It would be so easy. I wouldn’t have to strain my brain at all. And it would make me feel good. It must make them feel good or they wouldn’t do it all the time.

I jogged up beside him. He turned his big round face toward me in fear but then a brief flicker of hope shone in his eyes as he recognized the too-tall, too-skinny, too-quiet, nerdy, pale, weirdo, smart kid with the mom in jail and thought he was safe.

“Hey, Fatso,” I said and waited for the rush of joy that was supposed to accompany hurting someone.

It didn’t come. Watching his demoralized gaze drop to the ground, his shoulders bunch up, and his lower lip begin to quiver actually made me feel worse.

“Hippo,” I tried again and gave him a shove.

“Don’t,” he said to his feet.

“What’d you say to me?” I responded automatically, not realizing I was quoting my father.

“Don’t, please,” he sniffed.

I shoved him harder.

“What’s the matter with you? Aren’t you going to fight back? Are you chicken?”

My next push knocked him on all fours. He scraped his hands on the roadside gravel and banged his knees and burst into tears.

I still wasn’t feeling good. I was feeling worse. Before he could get up, I pushed him again and he fell over onto his side. I let loose and began flailing at him. It wasn’t punching or even slapping. I didn’t know how to do either.

“I hate you!” I yelled at him, but I was lying. I didn’t hate him. I didn’t even know him.

I hated that my mom was in jail. I hated that my sister was dead. I hated that my dad didn’t like me. I hated that no one liked me. I had a lot of hate in me but it wasn’t directed at individual people; it was directed at circumstances. How do you beat up a situation?

He covered his face with his pudgy hands and I instantly recognized him as the monster in my picture hiding in his armored shell.

By this point, I was crying as much as he was. I ran off into the trees.

I didn’t venture back onto the road until it was starting to get dark. A few people slowed their cars and asked me if I wanted a ride, but I gave them my name and told them where I lived and promised I could get there on my own and they went on their way.

Finally, I heard the sound of a slowing engine behind me and one solitary whoop from a police car’s siren. I turned and saw red and blue lights sparkling in the gloom of the fading day.

It was Rafe. The same man standing beside me now, only then it was Young Rafe with his sulky good looks in his uniform with a gun strapped to his side. A law enforcer. A protector and server. The only person who ever took the time to explain to me what was happening to my mother.
A man I admired but didn’t envy. A man I wanted to mimic but didn’t want to be.

I trudged over to his open window.

“Did you beat up that little kid?” he asked me.

“I didn’t beat him up,” I replied.

If only he’d have been there, he’d know this was appallingly true.

He waited with his engine idling.

“Yes,” I finally admitted.

“Why?”

I shrugged.

“I don’t know,” I said honestly.

“Get in, Danno.”

I climbed into the car and I wanted to stay forever in the warmth and safety and the silent camaraderie. The only thing that could’ve made it better would’ve been a pizza.

My own house would be empty and without food. My dad had been on disability for over a year now and was rarely home, spending most of his time at the union hall or drinking at the Rabbit. This was okay by me for the most part, but sometimes it was okay to have him around. I got lonely and he and his feet weren’t always mad at me.

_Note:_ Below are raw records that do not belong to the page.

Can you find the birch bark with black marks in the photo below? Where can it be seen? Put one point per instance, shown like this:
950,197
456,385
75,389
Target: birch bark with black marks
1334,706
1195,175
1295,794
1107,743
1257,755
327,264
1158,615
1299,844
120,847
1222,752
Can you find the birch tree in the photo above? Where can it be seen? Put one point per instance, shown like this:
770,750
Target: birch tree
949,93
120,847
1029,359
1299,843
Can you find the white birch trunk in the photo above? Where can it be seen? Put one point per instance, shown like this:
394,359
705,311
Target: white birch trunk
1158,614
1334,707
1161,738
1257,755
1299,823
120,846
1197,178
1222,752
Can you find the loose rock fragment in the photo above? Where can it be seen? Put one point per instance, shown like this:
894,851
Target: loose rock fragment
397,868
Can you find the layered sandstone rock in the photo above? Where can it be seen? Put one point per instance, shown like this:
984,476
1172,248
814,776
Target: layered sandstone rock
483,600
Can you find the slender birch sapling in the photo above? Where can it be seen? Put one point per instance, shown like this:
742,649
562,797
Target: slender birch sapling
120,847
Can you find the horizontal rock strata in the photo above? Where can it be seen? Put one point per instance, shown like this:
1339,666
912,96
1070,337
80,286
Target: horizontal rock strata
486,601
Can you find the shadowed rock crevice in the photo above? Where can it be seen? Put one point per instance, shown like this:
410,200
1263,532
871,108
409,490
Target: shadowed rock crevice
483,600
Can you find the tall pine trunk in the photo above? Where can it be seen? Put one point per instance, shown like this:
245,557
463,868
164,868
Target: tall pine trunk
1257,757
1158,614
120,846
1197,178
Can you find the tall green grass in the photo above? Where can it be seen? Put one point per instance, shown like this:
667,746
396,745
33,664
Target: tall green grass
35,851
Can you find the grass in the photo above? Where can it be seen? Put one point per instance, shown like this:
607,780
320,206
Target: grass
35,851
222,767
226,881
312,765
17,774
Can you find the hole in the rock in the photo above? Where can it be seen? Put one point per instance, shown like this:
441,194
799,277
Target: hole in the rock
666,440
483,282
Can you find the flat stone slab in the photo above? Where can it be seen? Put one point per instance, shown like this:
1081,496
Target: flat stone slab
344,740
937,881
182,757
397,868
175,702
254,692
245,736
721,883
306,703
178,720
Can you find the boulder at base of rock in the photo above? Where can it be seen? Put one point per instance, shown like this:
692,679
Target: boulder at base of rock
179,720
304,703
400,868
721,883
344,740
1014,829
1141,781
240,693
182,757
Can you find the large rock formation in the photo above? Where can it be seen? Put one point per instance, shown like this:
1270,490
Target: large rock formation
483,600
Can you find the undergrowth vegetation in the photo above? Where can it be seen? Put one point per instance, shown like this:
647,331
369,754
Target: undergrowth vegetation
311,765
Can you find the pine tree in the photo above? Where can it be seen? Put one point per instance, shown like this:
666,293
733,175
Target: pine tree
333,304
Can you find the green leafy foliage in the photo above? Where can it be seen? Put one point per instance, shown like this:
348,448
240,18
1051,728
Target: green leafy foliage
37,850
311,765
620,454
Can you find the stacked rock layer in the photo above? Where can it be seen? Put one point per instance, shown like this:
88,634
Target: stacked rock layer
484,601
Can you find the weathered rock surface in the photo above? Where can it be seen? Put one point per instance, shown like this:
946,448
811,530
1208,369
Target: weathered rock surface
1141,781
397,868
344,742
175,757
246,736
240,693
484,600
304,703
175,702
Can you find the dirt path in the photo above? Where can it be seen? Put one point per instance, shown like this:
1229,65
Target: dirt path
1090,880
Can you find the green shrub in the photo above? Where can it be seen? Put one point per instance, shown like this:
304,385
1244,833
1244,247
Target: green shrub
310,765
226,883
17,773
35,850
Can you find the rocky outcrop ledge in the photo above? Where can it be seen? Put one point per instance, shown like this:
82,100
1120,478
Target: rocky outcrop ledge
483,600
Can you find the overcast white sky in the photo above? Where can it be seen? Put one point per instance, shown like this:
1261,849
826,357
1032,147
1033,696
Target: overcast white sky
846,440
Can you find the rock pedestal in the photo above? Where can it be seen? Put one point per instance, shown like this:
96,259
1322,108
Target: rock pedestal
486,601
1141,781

Dad would probably never find out about the incident, but Tommy certainly would. He’d be disappointed in me. If I had beat up a true bully he’d be thrilled, but picking on a little kid was never okay.

Rafe looked at me then looked away.

“Before I was a policeman, I was a soldier fighting in a place called Vietnam. You ever heard of it?”

“I think so.”

“I’m not going to dwell on the subject. All I’m going to say is it was the worst place in the world. I suppose the Vietnamese like it, but for people from Pennsylvania it was like being in hell. Hot as an oven. Red earth.”

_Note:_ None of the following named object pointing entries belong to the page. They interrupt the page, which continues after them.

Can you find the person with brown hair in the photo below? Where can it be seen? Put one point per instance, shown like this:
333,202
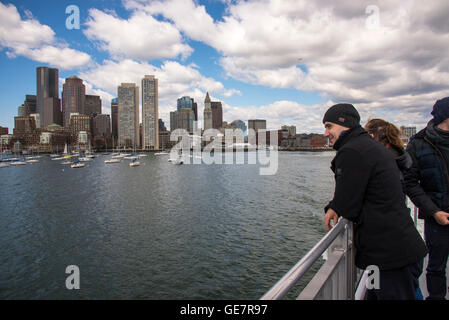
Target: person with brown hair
390,136
368,192
427,184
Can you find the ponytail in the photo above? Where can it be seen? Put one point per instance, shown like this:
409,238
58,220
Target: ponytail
385,132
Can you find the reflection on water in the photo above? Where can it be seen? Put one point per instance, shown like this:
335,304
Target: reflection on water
158,231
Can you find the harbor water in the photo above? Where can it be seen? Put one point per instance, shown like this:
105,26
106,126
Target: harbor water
158,230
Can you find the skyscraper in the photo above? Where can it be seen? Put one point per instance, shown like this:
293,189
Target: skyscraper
239,124
217,114
187,102
52,111
92,105
46,87
207,113
128,115
73,98
150,113
114,116
257,124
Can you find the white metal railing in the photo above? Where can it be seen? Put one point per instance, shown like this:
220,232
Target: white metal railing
338,278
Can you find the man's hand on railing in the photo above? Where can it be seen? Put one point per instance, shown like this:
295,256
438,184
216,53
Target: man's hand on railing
330,215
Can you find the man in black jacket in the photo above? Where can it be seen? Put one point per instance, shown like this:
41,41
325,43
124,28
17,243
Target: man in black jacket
427,184
368,192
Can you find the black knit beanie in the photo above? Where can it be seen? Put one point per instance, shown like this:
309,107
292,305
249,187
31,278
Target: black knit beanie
343,114
440,111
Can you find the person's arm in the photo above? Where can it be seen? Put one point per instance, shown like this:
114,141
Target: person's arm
352,176
413,188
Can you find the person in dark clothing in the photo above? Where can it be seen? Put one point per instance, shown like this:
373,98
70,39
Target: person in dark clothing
368,192
390,136
427,184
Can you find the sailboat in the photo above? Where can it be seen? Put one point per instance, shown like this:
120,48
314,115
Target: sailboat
134,163
77,164
2,164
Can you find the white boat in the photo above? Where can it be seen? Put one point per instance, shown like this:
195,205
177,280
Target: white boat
134,163
77,164
112,161
17,163
179,161
65,150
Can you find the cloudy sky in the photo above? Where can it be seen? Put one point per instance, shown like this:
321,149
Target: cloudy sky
281,60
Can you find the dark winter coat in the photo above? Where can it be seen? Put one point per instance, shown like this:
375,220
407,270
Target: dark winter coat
427,180
368,192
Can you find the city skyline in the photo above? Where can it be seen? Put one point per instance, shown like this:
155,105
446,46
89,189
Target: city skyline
304,57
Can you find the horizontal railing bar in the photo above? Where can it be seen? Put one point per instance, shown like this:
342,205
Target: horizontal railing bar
281,288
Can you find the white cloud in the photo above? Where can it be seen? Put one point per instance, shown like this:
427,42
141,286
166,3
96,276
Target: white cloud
399,64
35,41
140,37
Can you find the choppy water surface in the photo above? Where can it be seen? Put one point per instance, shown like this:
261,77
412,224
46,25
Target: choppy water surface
158,231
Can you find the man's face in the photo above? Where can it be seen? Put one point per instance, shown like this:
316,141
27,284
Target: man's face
333,131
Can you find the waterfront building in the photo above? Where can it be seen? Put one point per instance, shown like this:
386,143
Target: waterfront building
183,119
217,114
37,119
30,104
92,105
52,112
25,124
73,98
114,118
257,124
150,113
25,133
78,123
45,138
239,124
162,126
207,114
407,133
5,140
59,137
164,140
47,86
128,115
21,112
184,102
318,141
101,125
173,120
3,130
290,129
101,130
186,119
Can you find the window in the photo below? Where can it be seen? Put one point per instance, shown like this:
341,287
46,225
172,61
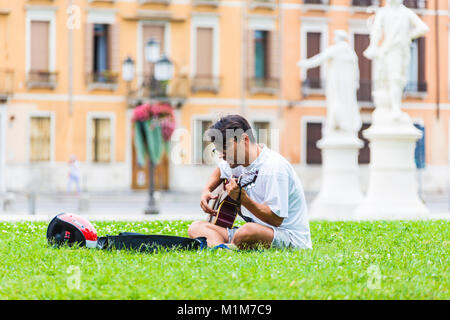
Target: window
39,74
263,61
101,140
151,31
101,55
39,46
262,132
313,40
203,148
205,53
313,134
416,72
204,79
40,135
100,51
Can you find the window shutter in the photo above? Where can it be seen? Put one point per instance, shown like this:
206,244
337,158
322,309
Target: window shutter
262,130
89,48
422,85
113,47
312,49
40,139
313,134
250,54
148,32
39,50
204,51
273,55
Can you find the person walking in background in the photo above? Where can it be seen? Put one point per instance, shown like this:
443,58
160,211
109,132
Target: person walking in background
74,174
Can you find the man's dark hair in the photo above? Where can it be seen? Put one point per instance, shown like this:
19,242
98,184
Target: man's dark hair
232,124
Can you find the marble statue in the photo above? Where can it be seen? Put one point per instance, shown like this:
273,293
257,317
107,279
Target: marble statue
342,82
397,26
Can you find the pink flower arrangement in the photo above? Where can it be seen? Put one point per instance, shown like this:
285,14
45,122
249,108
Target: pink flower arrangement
159,111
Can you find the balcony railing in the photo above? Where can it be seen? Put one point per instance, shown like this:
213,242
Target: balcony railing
42,79
263,85
415,4
205,83
155,1
322,2
311,86
210,3
107,1
173,91
416,89
6,84
265,4
105,80
365,3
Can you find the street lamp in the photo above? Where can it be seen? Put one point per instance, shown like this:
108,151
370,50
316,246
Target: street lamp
128,69
163,72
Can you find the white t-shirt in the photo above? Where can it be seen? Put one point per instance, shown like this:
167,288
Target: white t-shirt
278,187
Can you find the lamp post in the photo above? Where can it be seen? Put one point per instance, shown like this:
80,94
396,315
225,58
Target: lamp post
163,71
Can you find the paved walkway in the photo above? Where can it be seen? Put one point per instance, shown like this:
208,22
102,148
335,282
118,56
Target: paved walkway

He stopped himself from going on. I could see the effort on his face.

“We had to fight in the jungle with forty pounds of weapons and equipment on our backs, but the heaviest thing I carried around was my hate.”

I thought about this revelation the same way I’d contemplated the little fat kid’s age. I could see Hate hunkered on top of Rafe’s soldier backpack, a bristly black monkeylike beast with yellow eyes and long sharp twisted claws weighing him down.

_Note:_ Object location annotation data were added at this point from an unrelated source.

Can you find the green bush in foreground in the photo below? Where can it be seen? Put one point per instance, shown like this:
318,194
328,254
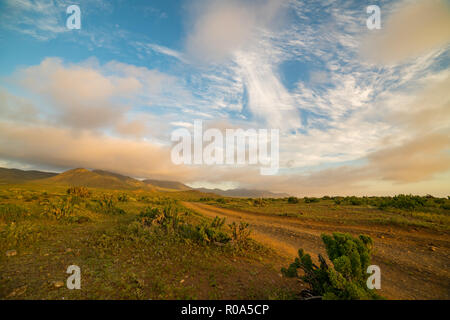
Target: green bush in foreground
346,279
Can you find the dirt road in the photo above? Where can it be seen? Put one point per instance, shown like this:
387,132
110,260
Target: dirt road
414,264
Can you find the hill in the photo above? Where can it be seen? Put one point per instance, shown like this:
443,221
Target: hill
95,179
19,176
175,185
244,193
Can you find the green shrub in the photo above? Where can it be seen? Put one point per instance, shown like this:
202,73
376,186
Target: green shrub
123,197
22,234
346,279
62,208
292,200
107,205
311,200
81,192
240,233
12,212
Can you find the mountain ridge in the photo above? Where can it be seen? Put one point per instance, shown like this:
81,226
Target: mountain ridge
98,178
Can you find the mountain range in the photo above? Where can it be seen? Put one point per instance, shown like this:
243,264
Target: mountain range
109,180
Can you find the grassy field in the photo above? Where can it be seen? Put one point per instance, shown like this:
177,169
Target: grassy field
146,244
402,211
121,255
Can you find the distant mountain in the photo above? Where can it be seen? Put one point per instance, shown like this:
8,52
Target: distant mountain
244,193
110,180
19,176
95,179
175,185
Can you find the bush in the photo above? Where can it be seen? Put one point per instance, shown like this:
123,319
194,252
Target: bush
12,212
205,233
292,200
240,233
81,192
107,205
346,279
61,209
123,197
311,200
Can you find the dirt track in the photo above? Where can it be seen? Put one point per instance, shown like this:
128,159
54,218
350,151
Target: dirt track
410,269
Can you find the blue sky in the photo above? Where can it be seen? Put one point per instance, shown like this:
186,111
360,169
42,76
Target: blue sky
344,97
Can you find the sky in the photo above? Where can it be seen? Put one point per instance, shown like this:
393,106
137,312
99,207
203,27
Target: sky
360,111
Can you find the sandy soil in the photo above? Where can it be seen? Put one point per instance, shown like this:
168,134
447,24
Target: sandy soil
415,264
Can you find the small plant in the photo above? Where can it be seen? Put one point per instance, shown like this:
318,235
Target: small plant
12,212
311,200
240,233
63,208
346,279
123,197
205,233
107,205
292,200
81,192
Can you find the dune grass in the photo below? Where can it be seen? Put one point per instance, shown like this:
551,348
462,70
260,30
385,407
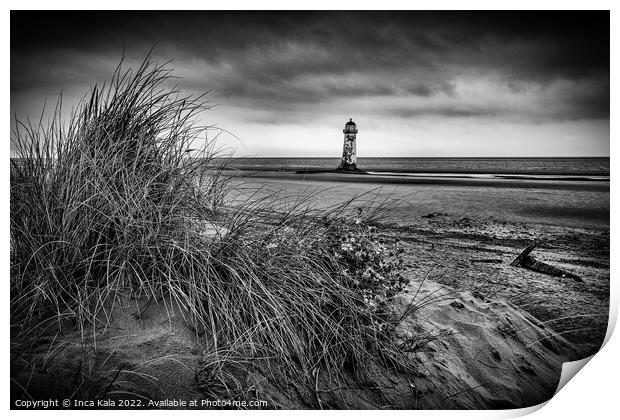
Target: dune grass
119,199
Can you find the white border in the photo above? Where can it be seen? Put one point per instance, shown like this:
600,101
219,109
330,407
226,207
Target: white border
592,395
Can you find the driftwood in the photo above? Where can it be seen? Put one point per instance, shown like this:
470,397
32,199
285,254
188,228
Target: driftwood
525,260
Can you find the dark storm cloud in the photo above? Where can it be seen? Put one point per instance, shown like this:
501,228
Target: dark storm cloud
288,60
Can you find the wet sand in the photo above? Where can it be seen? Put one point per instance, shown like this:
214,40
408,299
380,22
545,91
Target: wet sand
451,231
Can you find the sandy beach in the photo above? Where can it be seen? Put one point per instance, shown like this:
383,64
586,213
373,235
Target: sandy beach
464,235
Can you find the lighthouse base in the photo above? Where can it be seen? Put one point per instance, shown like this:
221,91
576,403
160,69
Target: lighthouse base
349,168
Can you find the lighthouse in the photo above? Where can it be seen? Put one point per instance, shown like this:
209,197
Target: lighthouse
349,151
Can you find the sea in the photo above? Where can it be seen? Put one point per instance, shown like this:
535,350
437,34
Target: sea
590,167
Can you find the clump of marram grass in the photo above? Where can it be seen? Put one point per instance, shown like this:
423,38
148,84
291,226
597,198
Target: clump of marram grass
114,201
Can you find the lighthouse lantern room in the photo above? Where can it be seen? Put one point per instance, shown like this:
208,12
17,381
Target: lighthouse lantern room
349,152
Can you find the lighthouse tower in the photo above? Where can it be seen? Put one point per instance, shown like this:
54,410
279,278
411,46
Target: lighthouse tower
349,151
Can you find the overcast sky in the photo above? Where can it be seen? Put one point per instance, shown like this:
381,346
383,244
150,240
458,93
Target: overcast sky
416,83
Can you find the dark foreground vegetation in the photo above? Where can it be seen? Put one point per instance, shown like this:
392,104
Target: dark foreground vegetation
120,201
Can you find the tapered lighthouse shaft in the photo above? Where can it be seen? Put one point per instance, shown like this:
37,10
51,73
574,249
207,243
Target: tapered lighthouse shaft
349,149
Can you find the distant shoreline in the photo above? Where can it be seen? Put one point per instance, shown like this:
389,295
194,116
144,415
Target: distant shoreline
499,182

“Who did you hate?” I asked.

“At the time, the enemy. The North Vietnamese.”

“Why were they the enemy?”

“We didn’t really know, but it didn’t matter. We were soldiers. It was our job to defend the country, not our job to decide when it needed defending.”

“Why’d you want a job like that?”

“I didn’t. It was given to me, and even though I didn’t want to do it, I couldn’t say no.”

“Like when my dad makes me scrub the toilets?”

“Exactly like that.”

He put the car in gear and began driving.

“I was a soldier and we were in a war so I had to shoot people sometimes. They were always far away or hidden in the jungle. I never had to see anyone up close. Then one time I did. I had to fight an enemy soldier with my hands. The way you did with that boy today.”

The comparison was ridiculous, but I knew he wasn’t making fun of me and that made it even worse.

“We had both lost our rifles, but I was finally able to get my handgun free and I pointed it at him. I should’ve shot right away. That’s what I was supposed to do but I didn’t. I looked at him and he looked at me. He was just like me. Probably the same age. Had a mom and dad somewhere who loved him. A family. A house where he grew up. Maybe a girl he liked.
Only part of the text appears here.